Ainsi, à partir de 2019, le plafond annuel sera fixé à 10% de la population, avec possibilité de relèvement à 12% "en cas d'atteinte du plafond avant la fin de l'année civile et de dommages particulièrement importants", a précisé le ministère de la Transition écologique.
Les tirs de prélèvement ne pourront se faire qu'entre septembre et décembre, mais les éleveurs pourront "toute l'année" se défendre "en cas d'attaque", a-t-il ajouté.
"Notre inquiétude, c'est qu'il faudra l'accord du préfet coordonnateur pour dépasser la limite des 40 loups autorisée quand il y a une attaque", a toutefois réagi la présidente de la FNSEA Christiane Lambert lors d'une conférence de presse. "Nous avons demandé qu'à chaque attaque, on tue le loup en cause.
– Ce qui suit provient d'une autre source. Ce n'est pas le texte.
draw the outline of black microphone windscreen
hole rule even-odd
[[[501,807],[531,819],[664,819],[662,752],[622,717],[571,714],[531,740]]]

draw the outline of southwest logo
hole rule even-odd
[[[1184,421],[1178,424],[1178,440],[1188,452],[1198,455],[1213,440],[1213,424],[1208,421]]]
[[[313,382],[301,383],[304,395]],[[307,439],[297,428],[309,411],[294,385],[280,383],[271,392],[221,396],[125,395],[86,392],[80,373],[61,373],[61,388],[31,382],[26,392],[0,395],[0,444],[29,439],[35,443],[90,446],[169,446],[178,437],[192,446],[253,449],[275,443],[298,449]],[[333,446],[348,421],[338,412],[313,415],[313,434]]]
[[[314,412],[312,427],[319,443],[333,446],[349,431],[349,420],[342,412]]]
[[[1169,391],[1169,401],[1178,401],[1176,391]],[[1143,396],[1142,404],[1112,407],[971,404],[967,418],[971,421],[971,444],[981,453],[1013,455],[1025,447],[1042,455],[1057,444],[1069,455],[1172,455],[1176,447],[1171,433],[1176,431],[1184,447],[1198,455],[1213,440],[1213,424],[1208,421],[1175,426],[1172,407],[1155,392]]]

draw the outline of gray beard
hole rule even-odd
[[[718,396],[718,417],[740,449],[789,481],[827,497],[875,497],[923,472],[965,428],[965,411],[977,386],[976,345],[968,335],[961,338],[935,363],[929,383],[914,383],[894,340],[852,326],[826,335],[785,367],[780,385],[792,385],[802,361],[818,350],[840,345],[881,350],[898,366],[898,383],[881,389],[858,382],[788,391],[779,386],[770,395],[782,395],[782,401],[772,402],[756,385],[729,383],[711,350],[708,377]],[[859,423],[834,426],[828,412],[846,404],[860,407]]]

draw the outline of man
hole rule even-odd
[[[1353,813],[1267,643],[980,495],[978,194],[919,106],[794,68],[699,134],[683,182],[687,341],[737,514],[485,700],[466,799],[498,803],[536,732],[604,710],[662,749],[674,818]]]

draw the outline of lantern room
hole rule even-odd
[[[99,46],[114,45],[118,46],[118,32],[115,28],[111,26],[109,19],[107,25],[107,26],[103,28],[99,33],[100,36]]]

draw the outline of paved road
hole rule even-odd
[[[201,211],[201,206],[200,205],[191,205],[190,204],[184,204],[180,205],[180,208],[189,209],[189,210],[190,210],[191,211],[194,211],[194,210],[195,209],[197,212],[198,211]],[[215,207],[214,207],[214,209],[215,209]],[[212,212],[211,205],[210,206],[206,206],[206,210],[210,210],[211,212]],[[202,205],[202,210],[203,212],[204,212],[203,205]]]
Cela permet d'éliminer le loup agressif et d'apprendre aux autres ce qui se passe quand on s'approche des troupeaux", a-t-elle ajouté.
'Dépassionner le débat'
Côté défenseurs de l'environnement, le mécanisme n'a pas non plus été bien accueilli. "Le tir indifférencié de loups est plus qu'inefficace, contreproductif (éclatement des meutes, dispersion, absence d'apprentissage de la cohabitation…)", ont commenté dans un communiqué commun plusieurs ONG dont WWF et France Nature Environnement, dénonçant un "manque de courage politique".
"L'Etat montre ainsi qu'il est dans une position défensive et qu'au lieu d'assumer un objectif de coexistence, il n'a ni le courage de rappeler le cadre de la loi ni celui d'affirmer qu'il est nécessaire que l'élevage s'adapte à la présence de cette espèce protégée", ont-elles ajouté.
"Nous faisons confiance aux acteurs et aux élus locaux pour dépassionner le débat et construire ensemble cette coexistence sur le long terme", ont commenté de leur côté Nicolas Hulot et le ministre de l'Agriculture Stéphane Travert en préambule du plan.
Espèce protégée, le loup, disparu en France dans les années 1930, est revenu par l'Italie à partir de 1992. Il est désormais présent dans les Alpes et en Provence, dans le sud du Massif central et dans l'est des Pyrénées et ses attaques se sont multipliées, de 1.400 brebis en 2000 à près de 10.000 en 2016.
Dans cette optique, le plan prévoit des aides à la protection des troupeaux (bergers pour le gardiennage, chiens, parcs électriques) et le développement de mesures de protection et d'effarouchement "innovantes".
Mesure particulièrement contestée dès l'annonce du projet, les indemnisations des éleveurs seront en revanche désormais soumises à la mise en place préalable de mesures de protection.
Une vingtaine de députés LREM de zones de montagne avaient réclamé début février une modification du plan, en particulier de cette mesure, "pas acceptable" selon eux.
Le plan plaide d'autre part pour de nouvelles études scientifiques pour mieux connaître et comprendre le comportement du loup et ses mécanismes d'attaque.